Just south of the tiny hamlet of Bajo Caracoles in central Patagonia there is a 50km stretch of road, that, for want of a better name, we will here call, ‘That-stinking-bastard-piece-of-frickin-crap’ road. It’s paved and runs straight as the proverbial arrow and flat as the equally proverbial pancake in a west-sou-westerly direction.
If you should find yourself on a bicycle and on this road (and not the lovely curly one opposite), on an afternoon when the prevailing wind is doing its thing raging away from the West, then please ensure that you have come equipped. That means 1 x core constituted of Diamond and Kryptonite infused Einsteinium, Nobelium and Buffaldium. If not, you are far better off just sitting at home, having a lovely scone with marmalade, some tea and a nice lie down.

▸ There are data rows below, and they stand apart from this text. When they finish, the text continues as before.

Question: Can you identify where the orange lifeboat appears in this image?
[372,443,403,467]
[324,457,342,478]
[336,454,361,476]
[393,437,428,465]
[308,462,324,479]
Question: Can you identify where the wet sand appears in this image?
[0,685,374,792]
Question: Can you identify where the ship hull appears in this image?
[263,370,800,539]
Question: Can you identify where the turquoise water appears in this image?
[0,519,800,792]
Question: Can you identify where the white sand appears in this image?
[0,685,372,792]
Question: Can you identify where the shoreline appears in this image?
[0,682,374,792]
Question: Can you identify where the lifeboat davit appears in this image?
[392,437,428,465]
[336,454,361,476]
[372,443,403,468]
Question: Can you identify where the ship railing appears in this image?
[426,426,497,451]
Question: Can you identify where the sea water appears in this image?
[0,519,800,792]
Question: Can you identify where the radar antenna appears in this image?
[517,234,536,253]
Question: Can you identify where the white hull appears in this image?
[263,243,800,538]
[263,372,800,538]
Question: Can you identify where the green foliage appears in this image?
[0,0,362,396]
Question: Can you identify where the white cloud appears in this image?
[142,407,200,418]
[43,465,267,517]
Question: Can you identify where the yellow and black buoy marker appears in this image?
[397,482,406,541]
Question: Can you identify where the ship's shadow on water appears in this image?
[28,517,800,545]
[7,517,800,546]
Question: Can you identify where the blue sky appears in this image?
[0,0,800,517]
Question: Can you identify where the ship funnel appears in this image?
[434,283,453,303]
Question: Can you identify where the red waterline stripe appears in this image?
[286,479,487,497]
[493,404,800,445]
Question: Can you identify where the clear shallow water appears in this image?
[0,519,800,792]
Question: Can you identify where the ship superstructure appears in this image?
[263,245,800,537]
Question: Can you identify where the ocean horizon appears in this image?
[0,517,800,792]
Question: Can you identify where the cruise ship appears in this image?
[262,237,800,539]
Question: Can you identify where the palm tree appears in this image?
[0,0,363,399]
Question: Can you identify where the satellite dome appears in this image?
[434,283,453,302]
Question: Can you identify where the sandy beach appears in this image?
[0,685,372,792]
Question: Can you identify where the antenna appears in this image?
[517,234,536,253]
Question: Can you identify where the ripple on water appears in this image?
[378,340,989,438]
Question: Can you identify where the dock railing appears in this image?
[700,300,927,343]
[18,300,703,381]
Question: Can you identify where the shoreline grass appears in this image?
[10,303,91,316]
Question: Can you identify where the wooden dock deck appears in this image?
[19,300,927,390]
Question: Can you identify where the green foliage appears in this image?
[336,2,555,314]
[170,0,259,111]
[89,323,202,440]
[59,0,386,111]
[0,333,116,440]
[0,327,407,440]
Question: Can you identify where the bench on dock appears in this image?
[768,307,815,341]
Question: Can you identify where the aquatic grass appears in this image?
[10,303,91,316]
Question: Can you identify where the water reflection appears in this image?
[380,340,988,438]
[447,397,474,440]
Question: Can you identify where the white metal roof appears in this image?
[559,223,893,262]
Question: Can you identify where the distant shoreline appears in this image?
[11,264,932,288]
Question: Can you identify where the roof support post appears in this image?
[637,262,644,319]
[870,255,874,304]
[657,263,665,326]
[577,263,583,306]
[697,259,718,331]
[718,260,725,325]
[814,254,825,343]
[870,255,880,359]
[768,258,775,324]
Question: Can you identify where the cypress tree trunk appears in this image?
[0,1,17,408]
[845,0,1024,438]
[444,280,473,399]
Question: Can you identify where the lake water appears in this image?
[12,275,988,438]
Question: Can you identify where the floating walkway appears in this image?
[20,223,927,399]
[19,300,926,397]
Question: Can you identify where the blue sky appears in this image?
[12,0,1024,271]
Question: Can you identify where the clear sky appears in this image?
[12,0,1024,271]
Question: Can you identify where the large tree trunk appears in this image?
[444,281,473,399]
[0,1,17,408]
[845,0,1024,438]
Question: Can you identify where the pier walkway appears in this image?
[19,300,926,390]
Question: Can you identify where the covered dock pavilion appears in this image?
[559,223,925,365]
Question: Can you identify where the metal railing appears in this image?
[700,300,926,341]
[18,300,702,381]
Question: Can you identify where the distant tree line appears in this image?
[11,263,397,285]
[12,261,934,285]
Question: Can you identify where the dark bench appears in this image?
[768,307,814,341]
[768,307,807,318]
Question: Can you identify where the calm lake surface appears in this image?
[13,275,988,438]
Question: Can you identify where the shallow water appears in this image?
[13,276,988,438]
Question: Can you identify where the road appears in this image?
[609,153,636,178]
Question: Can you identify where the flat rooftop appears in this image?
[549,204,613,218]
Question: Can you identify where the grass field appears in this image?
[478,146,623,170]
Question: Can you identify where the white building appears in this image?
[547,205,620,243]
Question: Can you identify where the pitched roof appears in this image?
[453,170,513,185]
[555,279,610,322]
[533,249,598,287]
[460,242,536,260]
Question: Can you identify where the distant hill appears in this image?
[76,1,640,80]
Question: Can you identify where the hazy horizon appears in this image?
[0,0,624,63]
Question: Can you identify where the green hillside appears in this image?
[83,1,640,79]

Your long suffering (and ever-humble) correspondent spent six hours chugging away into this bastard wind and I am not ashamed to admit that on more than a few occasions I felt the above-constituted core softening a tad.
Late in the afternoon I made the blissful turn sweeping gloriously away from the teeth of the wind to the southeast and could then blast over the next 60km in less than two hours, chasing down the startled road-runners until, squawking out a defeated ‘beep-beep’ they opt for jamming their crest-fallen selves through a fence to escape rather than get rounded up by an elated bicyclist.
Such is an average day riding Patagonia. Distances start to diminish in importance where 1km can take anything between two or 10 minutes depending on the wind.
Bajo Caracoles had been the venue for the consumption of much cheap red wine just two nights before. My Spanglish becoming oddly fluent as the night progressed.
I now find myself being blown across to the Atlantic coast where I offer another prayer to Stribog then turn south for the last couple of day’s ride to Tierra Del Fuego.